# Stopping LR from re-publishing photos?



## scatterbrained (Nov 8, 2011)

So not too long ago I had a hard drive failure with my desktop. I ended up extracting my LR catalog from the drive using my laptop and an adapter.   When I set up my new drive I installed the old catalog as well as merging the catalog from my laptop.  The issue I have is that my photo drive (an e-sata drive) has a different drive number now and LR wants to republish all of the photos I had previously exported to Flickr.  Is there some way I can get LR to not republish the photos without having to remove them from the collection?  This would also be useful when I publish a photo but then decide to go back and change it a bit but don't want it republished.


----------



## Jim Wilde (Nov 8, 2011)

Hi, welcome to the forum.

Unfortunately LR's own Publish Service doesn't have that 'do not republish' feature. Many of us have made an official request for such a feature, you could always use the link at the top of the page to do likewise.

In the meantime, I believe Jeffrey Friedl's Flickr plugin does have this capability.
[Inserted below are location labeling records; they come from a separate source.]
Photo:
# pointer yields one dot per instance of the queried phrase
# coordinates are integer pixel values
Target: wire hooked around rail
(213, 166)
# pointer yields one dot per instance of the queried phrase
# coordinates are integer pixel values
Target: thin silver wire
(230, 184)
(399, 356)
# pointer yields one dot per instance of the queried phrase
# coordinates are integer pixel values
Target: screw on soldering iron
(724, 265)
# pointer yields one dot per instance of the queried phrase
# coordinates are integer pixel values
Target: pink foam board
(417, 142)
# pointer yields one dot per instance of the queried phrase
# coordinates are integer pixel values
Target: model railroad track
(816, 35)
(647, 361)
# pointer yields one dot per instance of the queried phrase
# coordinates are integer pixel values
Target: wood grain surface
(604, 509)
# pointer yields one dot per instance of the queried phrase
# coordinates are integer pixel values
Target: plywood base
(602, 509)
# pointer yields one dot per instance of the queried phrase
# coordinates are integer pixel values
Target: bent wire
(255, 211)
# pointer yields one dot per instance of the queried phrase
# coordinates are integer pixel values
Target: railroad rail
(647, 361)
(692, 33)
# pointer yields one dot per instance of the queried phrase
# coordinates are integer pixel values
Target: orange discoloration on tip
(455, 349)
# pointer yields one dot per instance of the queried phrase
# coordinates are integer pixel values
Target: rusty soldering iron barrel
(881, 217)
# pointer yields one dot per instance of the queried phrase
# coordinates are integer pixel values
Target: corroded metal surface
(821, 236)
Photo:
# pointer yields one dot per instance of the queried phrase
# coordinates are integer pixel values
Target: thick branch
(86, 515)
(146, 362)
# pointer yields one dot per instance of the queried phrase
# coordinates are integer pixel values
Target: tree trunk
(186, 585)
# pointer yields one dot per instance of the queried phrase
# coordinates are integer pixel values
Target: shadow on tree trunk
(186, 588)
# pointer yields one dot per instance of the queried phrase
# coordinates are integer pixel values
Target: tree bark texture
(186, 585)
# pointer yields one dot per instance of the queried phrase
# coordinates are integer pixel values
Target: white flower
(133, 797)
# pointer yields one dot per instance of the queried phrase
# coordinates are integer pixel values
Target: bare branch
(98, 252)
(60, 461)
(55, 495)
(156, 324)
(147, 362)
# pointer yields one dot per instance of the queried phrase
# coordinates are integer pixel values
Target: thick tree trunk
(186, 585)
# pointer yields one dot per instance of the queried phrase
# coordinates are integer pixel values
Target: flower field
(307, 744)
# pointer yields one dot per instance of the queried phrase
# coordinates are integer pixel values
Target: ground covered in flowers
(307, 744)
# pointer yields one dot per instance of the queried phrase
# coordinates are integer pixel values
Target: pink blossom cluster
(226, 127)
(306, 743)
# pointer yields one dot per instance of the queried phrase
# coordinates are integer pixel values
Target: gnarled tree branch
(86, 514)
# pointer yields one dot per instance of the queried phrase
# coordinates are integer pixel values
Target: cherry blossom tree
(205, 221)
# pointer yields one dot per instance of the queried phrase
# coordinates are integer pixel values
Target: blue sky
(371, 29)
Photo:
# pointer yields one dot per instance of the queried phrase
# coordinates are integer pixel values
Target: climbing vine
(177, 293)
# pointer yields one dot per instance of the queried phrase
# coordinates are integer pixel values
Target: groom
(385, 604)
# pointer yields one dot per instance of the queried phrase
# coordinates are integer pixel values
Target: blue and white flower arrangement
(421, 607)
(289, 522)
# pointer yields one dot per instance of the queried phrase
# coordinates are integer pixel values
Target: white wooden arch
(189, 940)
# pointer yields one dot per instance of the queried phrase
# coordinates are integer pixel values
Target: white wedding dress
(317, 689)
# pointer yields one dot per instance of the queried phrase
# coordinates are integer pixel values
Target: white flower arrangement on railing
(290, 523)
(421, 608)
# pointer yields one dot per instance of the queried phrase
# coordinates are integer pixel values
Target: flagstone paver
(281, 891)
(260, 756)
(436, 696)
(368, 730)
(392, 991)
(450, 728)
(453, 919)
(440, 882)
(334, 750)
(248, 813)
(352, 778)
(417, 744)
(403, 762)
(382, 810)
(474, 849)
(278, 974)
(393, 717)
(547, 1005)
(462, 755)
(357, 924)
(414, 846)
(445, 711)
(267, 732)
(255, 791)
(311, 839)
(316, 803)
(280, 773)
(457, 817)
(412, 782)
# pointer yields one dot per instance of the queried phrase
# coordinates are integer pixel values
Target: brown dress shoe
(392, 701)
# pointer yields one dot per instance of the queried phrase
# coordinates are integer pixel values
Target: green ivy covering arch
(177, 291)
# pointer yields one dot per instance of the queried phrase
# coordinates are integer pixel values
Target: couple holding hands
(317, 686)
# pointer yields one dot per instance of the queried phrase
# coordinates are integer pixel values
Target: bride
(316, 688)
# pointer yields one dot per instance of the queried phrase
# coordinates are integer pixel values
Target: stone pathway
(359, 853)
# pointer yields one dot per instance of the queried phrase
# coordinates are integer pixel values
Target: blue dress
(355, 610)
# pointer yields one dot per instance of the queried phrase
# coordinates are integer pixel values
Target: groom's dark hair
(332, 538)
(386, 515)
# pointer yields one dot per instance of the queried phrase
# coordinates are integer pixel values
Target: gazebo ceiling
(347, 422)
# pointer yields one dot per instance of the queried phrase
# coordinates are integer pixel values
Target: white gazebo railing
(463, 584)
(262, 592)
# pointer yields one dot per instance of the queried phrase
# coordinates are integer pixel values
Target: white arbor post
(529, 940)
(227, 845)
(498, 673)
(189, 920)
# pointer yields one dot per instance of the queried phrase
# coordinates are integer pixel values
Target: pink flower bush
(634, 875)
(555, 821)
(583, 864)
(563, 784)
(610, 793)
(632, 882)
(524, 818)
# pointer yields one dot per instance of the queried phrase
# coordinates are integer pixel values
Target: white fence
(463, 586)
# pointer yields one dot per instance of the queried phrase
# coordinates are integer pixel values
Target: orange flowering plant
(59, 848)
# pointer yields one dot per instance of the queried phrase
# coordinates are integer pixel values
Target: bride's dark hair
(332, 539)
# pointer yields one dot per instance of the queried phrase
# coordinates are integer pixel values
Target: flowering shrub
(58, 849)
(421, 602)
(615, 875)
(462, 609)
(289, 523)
Might be worth checking it out.


----------



## clee01l (Nov 8, 2011)

Scatterbrained, Welcome to the forum. 
Unfortunately the Flickr Plugin that shipps with LR is pretty basic.  It does not have any "bells and whistles".  And right now you need "Bells & Whistles".  Jeffrey Freidl does offer his own version of the Flickr plugin. http://regex.info/blog/lightroom-goodies/flickr  With it you can specify what triggers a Flickr republish.  However, I do not think switching to Jeffrey's plugin will solve this problem, but it will give you more flexibility for future Flickr publishing events.

I've had some success manipulating the database that is the backbone of LR's catalog to resolve this very issue.   This would be a non standard approach and one that should only be attempted on the catalog with a duplicate backup (just in case)  If this kind of behind the scenes work interest you, we can pursue it further.  

A question though,  What harm will incur if you go ahead and republish every LR/Flickr photo?


----------



## DonRicklin (Nov 8, 2011)

When you go to publish in any Publish service in LR you don't ever have to publish all images indicated to be published by LR. If you Hold Alt/Opt down the Publish button at the bottom of the Left Panel Publish area changes to *Publish Selected*.

With Jeffrey Friedl's Publish Plugins you can also reset previously Published images now marked as Modified back to published using a special menu item under File/Plugin Extras/ FLikr (or SmugMug) Extras!

Don


----------



## scatterbrained (Nov 9, 2011)

Thanks for the input guys, I guess I'll have to download the Friedl plug-in.


----------